Back with another question concerning my RPG. I had the idea to do a multi-dimensional array to represent a map, with each element in the array being it's own square, Depending on where you are, you can move in any of the 4 directions, unless you are on an edge. Also, I wanted to have specific squares represent towns and such.

The only problem is I'm not very good with arrays. I can initialize it, but that's about it. I just need some suggestions to get me going in the right direction.

You could create a class that handles the boundaries of your multi-dimension array.

My question is this -- are you planning on having only 2 dimensions for the map or 3 in the event that you want to do some kind of map-switch?

My question is this -- are you planning on having only 2 dimensions for the map or 3 in the event that you want to do some kind of map-switch?

Just 2, a chessboard with special squares (only bigger of course)

er, now that I think about it though, is it possible to have like dungeons or something that have their own specific map layouts?
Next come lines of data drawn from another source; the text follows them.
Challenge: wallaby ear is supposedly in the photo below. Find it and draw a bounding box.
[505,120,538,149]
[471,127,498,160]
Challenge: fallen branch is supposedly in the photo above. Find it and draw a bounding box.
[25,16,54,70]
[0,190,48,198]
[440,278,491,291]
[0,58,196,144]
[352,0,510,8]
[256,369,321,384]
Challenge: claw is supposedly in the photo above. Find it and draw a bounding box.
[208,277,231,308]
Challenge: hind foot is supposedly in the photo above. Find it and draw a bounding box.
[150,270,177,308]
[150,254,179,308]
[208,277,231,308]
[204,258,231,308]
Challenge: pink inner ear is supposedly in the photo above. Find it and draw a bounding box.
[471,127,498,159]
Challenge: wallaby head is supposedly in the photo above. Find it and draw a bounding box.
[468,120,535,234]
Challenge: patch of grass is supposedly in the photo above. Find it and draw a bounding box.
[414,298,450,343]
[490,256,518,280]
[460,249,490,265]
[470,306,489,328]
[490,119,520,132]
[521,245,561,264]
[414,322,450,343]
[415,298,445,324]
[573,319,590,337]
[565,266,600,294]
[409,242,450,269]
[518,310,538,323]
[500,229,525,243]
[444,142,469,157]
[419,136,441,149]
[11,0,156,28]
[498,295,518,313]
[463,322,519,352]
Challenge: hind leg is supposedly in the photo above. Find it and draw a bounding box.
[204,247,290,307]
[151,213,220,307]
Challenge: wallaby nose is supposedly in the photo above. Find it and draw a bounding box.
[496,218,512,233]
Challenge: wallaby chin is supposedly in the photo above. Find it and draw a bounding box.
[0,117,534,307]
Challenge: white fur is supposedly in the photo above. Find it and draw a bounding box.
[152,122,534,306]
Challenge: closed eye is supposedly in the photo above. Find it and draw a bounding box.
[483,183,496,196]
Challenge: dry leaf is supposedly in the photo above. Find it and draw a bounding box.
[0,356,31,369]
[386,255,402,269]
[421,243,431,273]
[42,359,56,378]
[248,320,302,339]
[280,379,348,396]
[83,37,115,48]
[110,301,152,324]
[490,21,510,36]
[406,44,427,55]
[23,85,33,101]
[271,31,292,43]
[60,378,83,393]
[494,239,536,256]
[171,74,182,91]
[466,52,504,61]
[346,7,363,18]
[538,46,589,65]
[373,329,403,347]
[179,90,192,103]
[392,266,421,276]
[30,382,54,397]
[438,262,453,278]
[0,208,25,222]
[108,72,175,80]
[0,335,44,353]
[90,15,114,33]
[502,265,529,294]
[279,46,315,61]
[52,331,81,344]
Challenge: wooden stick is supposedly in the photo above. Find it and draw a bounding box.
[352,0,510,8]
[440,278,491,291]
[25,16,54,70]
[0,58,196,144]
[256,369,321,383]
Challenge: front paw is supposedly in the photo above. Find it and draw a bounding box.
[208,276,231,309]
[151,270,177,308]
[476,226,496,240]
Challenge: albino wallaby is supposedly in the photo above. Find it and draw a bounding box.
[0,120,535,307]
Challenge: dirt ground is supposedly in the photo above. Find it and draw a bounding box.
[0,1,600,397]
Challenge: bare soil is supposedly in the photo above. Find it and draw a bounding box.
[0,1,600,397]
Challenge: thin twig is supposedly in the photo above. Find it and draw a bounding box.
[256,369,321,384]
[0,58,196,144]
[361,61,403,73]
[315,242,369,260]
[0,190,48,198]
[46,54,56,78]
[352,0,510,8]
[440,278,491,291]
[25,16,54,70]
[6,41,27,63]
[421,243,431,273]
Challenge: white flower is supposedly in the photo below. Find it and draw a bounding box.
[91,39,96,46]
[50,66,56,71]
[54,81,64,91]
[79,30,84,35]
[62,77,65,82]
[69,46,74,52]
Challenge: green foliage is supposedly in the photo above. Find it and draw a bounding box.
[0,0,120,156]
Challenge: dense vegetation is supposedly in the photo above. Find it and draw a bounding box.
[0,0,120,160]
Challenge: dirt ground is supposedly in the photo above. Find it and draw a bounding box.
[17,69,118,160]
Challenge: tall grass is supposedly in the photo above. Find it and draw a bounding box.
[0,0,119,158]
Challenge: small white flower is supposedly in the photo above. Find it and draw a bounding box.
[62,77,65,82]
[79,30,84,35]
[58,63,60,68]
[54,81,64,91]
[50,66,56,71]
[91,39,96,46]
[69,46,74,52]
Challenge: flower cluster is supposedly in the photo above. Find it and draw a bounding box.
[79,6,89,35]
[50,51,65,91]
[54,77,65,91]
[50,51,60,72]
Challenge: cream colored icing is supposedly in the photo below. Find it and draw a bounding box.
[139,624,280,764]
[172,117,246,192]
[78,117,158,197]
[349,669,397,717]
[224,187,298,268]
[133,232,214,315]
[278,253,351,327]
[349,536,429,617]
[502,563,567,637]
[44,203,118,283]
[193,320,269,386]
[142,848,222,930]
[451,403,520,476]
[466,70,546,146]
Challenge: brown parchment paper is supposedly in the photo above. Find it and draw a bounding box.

Just 2, a chessboard with special squares (only bigger of course)

er, now that I think about it though, is it possible to have like dungeons or something that have their own specific map layouts?

Of course. It's your multi-dimension array, you can set it up any way you like.

You're going to want to do this the easy way... and when I mean the easy way I mean having your map already built in a .txt file then read the characters into a 2D char array...

#ifndef MAPXSIZE
#define MAPXSIZE 8
#endif
#ifndef MAPYSIZE
#define MAPYSIZE 8
#endif

typedef char MapArray[MAPXSIZE][MAPYSIZE] = {0};

MapArray firstMap, dungeon1Map, dungeon2Map; //... however many maps that you may need

//code to fill map with chars from .txt file

Why would you want to fill up the array with chars though?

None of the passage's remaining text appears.